Parimenti infondato è il secondo motivo di ricorso.

È, infatti, congrua e logicamente ineccepibile (e come tale insindacabile in questa sede) la motivazione resa dalla Corte leccese nell’accreditare la tesi, espressa da buona parte degli esperti sentiti in dibattimento, secondo la quale la causazione del decesso del D.L. ad opera della condotta alla guida della L. non risulta esclusa da fattori sopravvenuti (in specie, dalle cure prestate alla vittima presso il nosocomio (omissis)).

A fronte di ciò, appare pertinente richiamare alcuni principi affermati dalla giurisprudenza di legittimità.

2.1. In primo luogo va ricordato che, in tema di prova, in virtù del principio del libero convincimento, il giudice di merito, pur in assenza di una perizia d’ufficio, può scegliere tra le diverse tesi prospettate dai consulenti delle parti, quella che ritiene condivisibile, purché dia conto con motivazione accurata ed approfondita, delle ragioni della scelta nonché del contenuto della tesi disattesa e delle deduzioni contrarie delle parti e, ove tale valutazione sia effettuata in modo congruo, è inibito al giudice di legittimità procedere ad una differente valutazione, trattandosi di accertamento di fatto, come tale insindacabile in sede di legittimità (da ultimo vds. Sez. 4, n. 8527 del 13/02/2015, Sartori, Rv. 263435); al riguardo va evidenziato come la pronunzia impugnata (ancor più se letta congiuntamente alla pronunzia di primo grado, trattandosi nella specie di ‘doppia conforme’) offre ampia ed argomentata contezza del convincimento della Corte territoriale circa la ricostruzione in fatto operata attraverso gli apporti dei consulenti, prendendo in esame le diverse ricostruzioni e valutandone criticamente il percorso argomentativo.

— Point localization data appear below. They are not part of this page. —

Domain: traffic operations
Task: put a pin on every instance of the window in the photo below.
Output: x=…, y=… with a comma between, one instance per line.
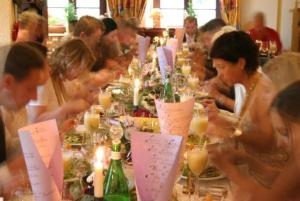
x=205, y=10
x=88, y=7
x=56, y=10
x=173, y=12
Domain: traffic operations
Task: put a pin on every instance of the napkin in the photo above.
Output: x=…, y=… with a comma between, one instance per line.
x=42, y=152
x=144, y=43
x=173, y=43
x=155, y=164
x=240, y=96
x=175, y=118
x=165, y=58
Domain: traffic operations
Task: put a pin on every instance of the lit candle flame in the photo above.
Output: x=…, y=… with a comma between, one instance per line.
x=99, y=154
x=137, y=83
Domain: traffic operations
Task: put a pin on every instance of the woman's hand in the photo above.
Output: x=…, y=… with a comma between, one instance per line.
x=76, y=106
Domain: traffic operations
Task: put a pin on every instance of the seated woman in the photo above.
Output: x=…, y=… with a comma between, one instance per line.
x=67, y=63
x=235, y=57
x=109, y=50
x=283, y=70
x=285, y=115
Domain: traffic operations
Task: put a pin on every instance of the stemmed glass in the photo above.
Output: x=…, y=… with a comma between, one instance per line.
x=199, y=123
x=91, y=123
x=264, y=49
x=272, y=48
x=193, y=82
x=105, y=101
x=197, y=160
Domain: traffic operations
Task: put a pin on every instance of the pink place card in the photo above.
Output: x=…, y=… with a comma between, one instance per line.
x=155, y=163
x=42, y=152
x=173, y=43
x=175, y=118
x=165, y=58
x=143, y=45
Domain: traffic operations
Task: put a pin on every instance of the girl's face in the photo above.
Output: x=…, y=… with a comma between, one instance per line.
x=281, y=131
x=75, y=70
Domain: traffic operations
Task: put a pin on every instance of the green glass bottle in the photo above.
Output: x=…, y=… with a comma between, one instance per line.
x=115, y=183
x=168, y=95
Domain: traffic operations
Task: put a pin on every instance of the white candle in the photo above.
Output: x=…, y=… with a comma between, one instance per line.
x=136, y=92
x=99, y=179
x=154, y=60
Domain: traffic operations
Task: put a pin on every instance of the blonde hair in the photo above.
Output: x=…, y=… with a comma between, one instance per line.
x=284, y=69
x=67, y=56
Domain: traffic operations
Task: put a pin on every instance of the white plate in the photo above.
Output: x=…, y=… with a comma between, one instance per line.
x=221, y=176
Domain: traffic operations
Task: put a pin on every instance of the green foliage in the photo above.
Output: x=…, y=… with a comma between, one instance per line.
x=70, y=11
x=190, y=11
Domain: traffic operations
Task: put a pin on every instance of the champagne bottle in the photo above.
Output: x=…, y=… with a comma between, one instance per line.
x=115, y=183
x=168, y=95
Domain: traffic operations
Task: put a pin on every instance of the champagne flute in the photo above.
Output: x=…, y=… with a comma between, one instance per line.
x=199, y=123
x=193, y=81
x=105, y=101
x=272, y=48
x=197, y=160
x=91, y=123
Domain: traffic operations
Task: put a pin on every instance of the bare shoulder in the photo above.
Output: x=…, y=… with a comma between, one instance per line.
x=265, y=89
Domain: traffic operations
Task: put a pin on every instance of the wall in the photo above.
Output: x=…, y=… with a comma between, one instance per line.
x=6, y=21
x=270, y=8
x=250, y=7
x=286, y=23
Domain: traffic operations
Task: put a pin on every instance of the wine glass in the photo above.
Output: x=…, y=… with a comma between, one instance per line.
x=193, y=81
x=186, y=70
x=197, y=160
x=105, y=101
x=199, y=123
x=264, y=49
x=272, y=48
x=91, y=123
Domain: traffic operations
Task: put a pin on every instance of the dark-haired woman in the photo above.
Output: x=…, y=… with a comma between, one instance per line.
x=285, y=117
x=235, y=56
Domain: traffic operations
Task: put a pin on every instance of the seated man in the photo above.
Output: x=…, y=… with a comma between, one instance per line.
x=206, y=34
x=31, y=27
x=263, y=33
x=90, y=30
x=22, y=69
x=127, y=33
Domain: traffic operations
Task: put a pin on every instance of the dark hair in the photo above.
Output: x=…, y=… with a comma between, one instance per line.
x=235, y=45
x=110, y=25
x=213, y=25
x=190, y=19
x=21, y=59
x=88, y=25
x=287, y=102
x=131, y=23
x=39, y=47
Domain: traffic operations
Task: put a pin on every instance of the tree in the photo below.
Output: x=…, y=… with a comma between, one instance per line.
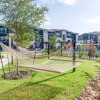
x=22, y=17
x=52, y=40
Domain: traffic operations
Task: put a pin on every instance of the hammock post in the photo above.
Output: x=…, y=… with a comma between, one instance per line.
x=2, y=65
x=74, y=58
x=12, y=59
x=48, y=50
x=8, y=62
x=61, y=48
x=17, y=69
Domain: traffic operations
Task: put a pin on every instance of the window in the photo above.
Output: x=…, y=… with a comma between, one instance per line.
x=68, y=34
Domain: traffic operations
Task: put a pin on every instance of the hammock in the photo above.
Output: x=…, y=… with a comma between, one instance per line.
x=47, y=66
x=36, y=54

2.2. In secondo luogo, è iusreceptum che, nel dibattimento del giudizio di appello, la rinnovazione di una perizia può essere disposta soltanto se il giudice ritenga di non essere in grado di decidere allo stato degli atti (da ultimo vds. Sez. 2, n. 36630 del 15/05/2013 – dep. 06/09/2013, Bommarito, Rv. 257062: nella citata pronunzia la S.C. ha precisato che, in caso di rigetto della relativa richiesta, la valutazione del giudice di appello, se logicamente e congruamente motivata, è incensurabile in cassazione, in quanto costituente giudizio di fatto). La lettura degli atti rende evidente che, sulla scorta delle prove raccolte, non vi erano lacune probatorie colmabili attraverso una perizia su alcuno degli aspetti rilevanti ai fini della ricostruzione dell’accaduto.

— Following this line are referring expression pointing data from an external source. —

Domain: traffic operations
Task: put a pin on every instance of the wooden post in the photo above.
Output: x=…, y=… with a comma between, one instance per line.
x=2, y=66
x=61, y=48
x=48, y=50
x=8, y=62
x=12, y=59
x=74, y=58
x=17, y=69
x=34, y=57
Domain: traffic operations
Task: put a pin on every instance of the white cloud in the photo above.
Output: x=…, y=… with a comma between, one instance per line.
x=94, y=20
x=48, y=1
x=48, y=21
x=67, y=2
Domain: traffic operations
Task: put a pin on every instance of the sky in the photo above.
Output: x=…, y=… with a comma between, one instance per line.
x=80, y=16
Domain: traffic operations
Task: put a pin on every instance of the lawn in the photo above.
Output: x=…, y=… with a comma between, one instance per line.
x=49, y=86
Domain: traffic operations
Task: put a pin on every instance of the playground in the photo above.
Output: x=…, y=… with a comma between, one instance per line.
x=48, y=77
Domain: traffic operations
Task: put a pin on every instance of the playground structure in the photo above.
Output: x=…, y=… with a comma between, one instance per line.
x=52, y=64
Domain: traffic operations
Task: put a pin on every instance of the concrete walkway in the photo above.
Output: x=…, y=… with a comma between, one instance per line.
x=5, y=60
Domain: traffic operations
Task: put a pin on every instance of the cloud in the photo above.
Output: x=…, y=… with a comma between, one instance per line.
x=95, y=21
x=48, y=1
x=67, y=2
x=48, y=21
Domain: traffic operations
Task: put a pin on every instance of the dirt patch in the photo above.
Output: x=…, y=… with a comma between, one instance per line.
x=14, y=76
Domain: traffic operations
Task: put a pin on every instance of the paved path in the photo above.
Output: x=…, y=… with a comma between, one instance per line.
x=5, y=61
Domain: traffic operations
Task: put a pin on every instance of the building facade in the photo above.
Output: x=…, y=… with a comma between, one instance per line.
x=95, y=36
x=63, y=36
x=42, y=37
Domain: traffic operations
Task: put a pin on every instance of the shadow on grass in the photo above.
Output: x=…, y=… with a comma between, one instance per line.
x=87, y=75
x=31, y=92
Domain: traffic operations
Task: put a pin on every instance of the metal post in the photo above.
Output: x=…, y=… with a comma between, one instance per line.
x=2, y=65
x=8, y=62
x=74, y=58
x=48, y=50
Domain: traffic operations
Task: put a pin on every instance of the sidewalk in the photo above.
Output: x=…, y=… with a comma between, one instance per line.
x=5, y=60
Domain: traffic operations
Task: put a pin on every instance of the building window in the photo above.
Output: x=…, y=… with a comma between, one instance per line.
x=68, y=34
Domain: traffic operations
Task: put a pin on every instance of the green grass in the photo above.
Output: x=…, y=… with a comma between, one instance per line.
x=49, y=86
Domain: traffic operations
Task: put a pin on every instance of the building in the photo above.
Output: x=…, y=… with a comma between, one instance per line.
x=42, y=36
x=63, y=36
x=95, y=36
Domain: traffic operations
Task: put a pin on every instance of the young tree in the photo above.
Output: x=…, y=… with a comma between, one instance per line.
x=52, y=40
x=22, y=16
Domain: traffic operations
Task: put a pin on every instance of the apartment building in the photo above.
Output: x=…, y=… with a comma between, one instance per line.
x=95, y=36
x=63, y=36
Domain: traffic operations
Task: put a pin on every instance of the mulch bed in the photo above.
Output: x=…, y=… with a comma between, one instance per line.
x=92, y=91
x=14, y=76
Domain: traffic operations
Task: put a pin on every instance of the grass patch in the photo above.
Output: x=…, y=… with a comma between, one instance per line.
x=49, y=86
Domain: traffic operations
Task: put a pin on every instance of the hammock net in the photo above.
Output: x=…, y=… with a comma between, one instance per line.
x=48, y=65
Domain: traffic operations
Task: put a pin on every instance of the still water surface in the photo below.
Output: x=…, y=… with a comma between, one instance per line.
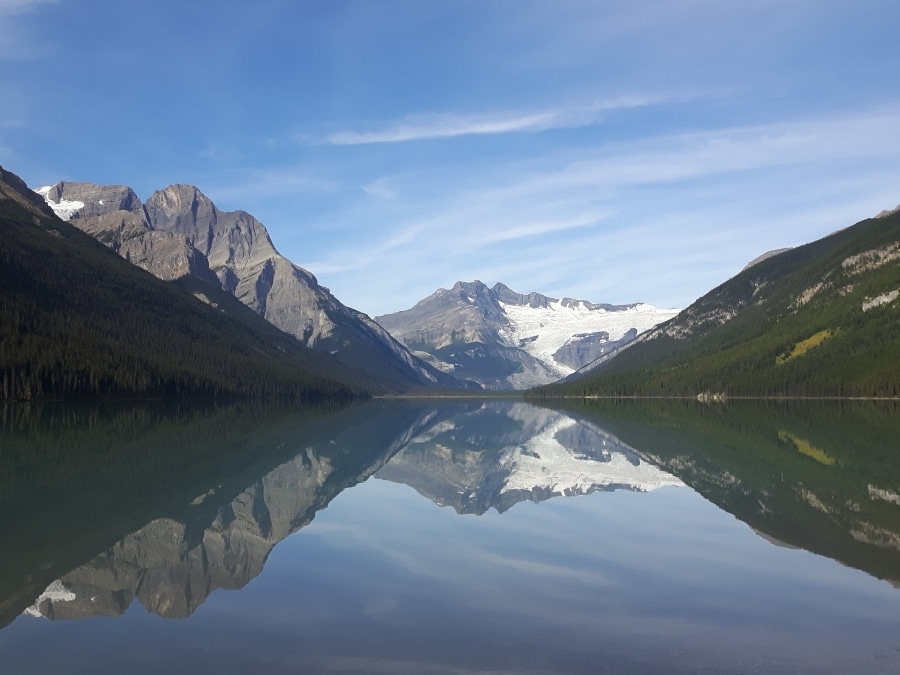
x=473, y=537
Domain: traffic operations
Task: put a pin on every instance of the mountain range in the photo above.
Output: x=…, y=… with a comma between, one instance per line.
x=821, y=319
x=78, y=321
x=507, y=340
x=179, y=234
x=225, y=314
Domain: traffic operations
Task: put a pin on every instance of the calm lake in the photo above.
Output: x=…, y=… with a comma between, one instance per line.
x=450, y=537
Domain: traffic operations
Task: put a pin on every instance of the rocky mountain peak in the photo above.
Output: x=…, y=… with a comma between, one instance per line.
x=180, y=232
x=510, y=297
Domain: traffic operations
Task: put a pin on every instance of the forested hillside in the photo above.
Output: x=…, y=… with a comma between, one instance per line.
x=819, y=320
x=78, y=321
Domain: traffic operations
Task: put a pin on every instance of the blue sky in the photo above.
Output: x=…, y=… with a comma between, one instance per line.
x=610, y=151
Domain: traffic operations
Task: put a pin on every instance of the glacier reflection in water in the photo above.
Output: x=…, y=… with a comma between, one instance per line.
x=636, y=578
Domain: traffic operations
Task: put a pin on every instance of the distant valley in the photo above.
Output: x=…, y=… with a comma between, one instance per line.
x=819, y=320
x=507, y=340
x=225, y=314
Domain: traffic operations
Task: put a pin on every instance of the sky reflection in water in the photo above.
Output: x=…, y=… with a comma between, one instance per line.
x=384, y=580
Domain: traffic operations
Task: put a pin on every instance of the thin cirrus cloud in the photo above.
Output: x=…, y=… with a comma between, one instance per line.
x=443, y=125
x=537, y=229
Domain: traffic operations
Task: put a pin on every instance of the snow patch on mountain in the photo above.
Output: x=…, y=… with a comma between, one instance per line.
x=64, y=209
x=542, y=331
x=55, y=592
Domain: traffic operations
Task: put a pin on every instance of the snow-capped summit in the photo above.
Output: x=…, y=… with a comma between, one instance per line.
x=507, y=340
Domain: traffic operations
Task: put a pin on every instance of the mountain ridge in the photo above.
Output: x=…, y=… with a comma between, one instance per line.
x=76, y=320
x=179, y=231
x=508, y=340
x=816, y=320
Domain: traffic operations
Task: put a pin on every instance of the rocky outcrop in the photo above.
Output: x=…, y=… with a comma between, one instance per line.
x=507, y=340
x=180, y=232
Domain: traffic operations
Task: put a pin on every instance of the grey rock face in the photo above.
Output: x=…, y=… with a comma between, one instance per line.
x=179, y=231
x=587, y=347
x=534, y=454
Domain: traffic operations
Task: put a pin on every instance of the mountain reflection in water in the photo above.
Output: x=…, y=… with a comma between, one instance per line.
x=167, y=503
x=473, y=456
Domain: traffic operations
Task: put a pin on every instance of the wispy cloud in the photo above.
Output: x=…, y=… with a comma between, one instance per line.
x=10, y=7
x=15, y=42
x=534, y=229
x=443, y=125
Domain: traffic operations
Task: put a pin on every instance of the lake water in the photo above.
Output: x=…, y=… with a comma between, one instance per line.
x=450, y=537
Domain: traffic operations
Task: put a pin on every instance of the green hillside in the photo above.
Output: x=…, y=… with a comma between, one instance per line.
x=77, y=321
x=819, y=320
x=818, y=475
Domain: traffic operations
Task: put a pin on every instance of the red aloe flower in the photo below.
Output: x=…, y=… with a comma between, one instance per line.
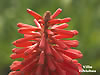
x=43, y=48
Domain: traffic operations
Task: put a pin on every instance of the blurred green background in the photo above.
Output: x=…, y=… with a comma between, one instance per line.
x=85, y=16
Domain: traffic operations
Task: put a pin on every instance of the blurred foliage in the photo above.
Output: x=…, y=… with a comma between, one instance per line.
x=85, y=16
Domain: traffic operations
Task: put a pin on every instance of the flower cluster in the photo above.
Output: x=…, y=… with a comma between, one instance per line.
x=43, y=48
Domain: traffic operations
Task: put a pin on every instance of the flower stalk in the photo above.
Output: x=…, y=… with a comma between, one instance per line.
x=43, y=48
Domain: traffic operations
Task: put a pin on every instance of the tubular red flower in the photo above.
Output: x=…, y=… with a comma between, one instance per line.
x=62, y=26
x=43, y=48
x=58, y=11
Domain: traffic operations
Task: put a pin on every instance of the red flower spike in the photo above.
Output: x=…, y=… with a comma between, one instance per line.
x=43, y=48
x=36, y=22
x=58, y=21
x=61, y=26
x=34, y=14
x=58, y=11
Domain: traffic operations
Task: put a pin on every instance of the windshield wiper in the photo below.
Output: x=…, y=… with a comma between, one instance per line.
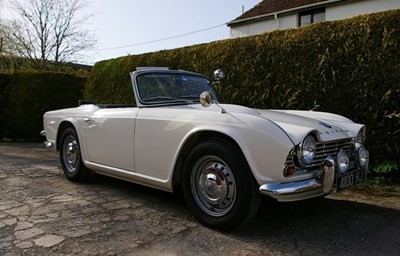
x=164, y=98
x=191, y=97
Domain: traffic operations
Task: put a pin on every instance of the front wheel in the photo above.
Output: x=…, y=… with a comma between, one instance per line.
x=71, y=158
x=218, y=186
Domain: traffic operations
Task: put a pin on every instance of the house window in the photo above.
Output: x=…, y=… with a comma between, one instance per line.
x=312, y=16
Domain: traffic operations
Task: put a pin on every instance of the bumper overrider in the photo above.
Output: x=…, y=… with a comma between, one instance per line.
x=47, y=143
x=329, y=178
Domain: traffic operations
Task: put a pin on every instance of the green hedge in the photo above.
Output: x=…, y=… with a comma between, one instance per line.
x=349, y=67
x=26, y=96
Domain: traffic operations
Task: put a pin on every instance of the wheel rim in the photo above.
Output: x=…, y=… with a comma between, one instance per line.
x=213, y=186
x=71, y=154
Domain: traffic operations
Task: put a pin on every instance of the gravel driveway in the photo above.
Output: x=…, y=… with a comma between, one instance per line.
x=41, y=213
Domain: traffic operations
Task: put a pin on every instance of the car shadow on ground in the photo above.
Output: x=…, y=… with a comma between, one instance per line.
x=312, y=226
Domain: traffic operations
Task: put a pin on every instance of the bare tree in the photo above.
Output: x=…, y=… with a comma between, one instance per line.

2.3. In terzo luogo, deve considerarsi che il principio dell’’oltre ogni ragionevole dubbio’ non può essere utilizzato, nel giudizio di legittimità, per valorizzare e rendere decisiva la duplicità di ricostruzioni alternative del medesimo fatto emerse in sede di merito su segnalazione della difesa, se tale duplicità sia stata oggetto di puntuale e motivata disamina da parte del giudice di appello (ex multisvds. Sez. 1, n. 53512 del 11/07/2014, Gurgone, Rv. 261600; Sez. 5, Sentenza n. 10411 del 28/01/2013, Viola, Rv. 254579).

Non pare dubbio che, nel caso di specie, la ricostruzione logico-fattuale ricavabile dalla sentenza impugnata dia conto, con un percorso logico-argomentativo del tutto adeguato, di un’accurata disamina delle emergenze probatorie e della non configurabilità delle condizioni per una rinnovazione parziale dell’istruzione dibattimentale nei termini e secondo le modalità prospettati dalla ricorrente.

Al rigetto del ricorso segue la condanna della ricorrente al pagamento delle spese processuali.

P.Q.M.

Rigetta il ricorso e condanna la ricorrente al pagamento delle spese processuali.